Some popular websites have now even started to run their own Tor onion services, including Facebook and Pro Publica. That means they’re essentially hosting a site on Tor’s network, so that you can visit through the TorBrowser and your traffic remains encrypted all the way to its destination, with no need to trust an exit node.
It’s easy to route not just your web browsing over Tor, but instant messaging, too. The Tor Project offers a program called Tor Messenger, which allows you to combine Tor with the chat protocols Jabber, IRC, Google Talk, and others. That means your connection to whatever server is running that chat service routes over Tor, so that the server can’t in theory identify your IP address or location.
Another app called TorChat goes a step further, allowing you to instant message using servers that themselves run as Tor onion services, which can only receive incoming connections through Tor. With that setup, who might want to compromise the messages can’t locate the servers that host them. And a next-generation tool called Ricochet takes the IM implementation of Tor yet another step, cutting servers out of the picture altogether. Instead, it turns your computer (or the computer of the person you’re talking to) into an onion service, so that you can connect directly through Tor without any middleman.
A slower but more widely used and well-audited way to route communications over Tor is SecureDrop. Taking a cue from WikiLeaks and originally coded by the late internet activist Aaron Swartz, SecureDrop allows anyone to host an anonymous dropbox for sensitive information. Dozens of news organizations now use it to solicit tips and leaked documents from whistleblowers, including The New York Times, The Washington Post, The Guardian, and of course WIRED.
For larger file transfers, an application called Onion Share essentially allows anyone to turn their computer into an onion service that anyone can connect to directly to download files, just as they might from a website—but without leaving any trace of their identity.
Instead of trying to route any particular app over Tor, why not route all your internet data over the Tor network? That’s the pitch of products like Anonabox and Invizbox, small, portable routers that run Tor and are designed to siphon every packet that leaves or enters your computer over that protected network.
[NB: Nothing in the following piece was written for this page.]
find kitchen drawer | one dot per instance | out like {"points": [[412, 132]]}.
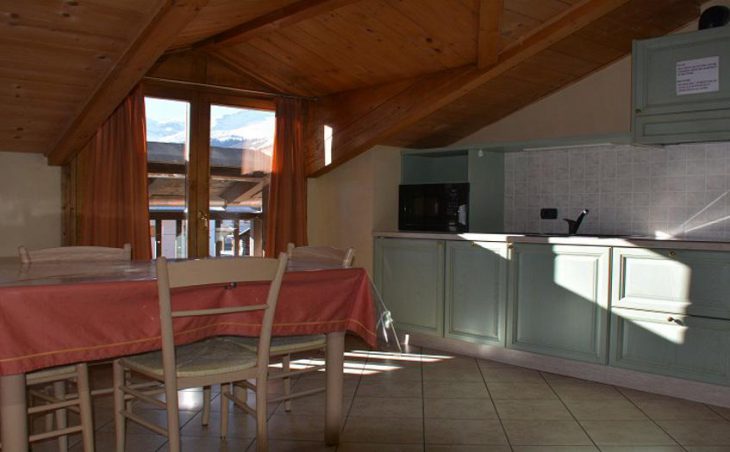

But those routers—particularly Anonabox—have been criticized for security flaws.
Some security experts warn against routing all your data over Tor anyway. While Tor can effectively hide your IP address, the regular course of anyone’s web browsing invariably includes sharing identifying details, which could defeat the purpose of using an anonymity tool in the first place.
Better still, in those cases, is an entire Tor-based operating system called Tails, an acronym for The Amnesiac Incognito Live System. The primary benefit of Tails has more to do with security than privacy; you can run it off of a USB drive, which once removed, leaves no trace on the computer that ran it, making it virtually impossible to install malware on the user’s machine. But as an added bonus, it also routes all data over Tor, adding an extra layer of anonymity. The system is secure enough that it’s been listed as a trouble spot for the NSA in documents leaked by Edward Snowden—and Snowden has also said that he uses it himself to avoid surveillance by his former employer.
And if it’s good enough for him, it’s probably good enough for you.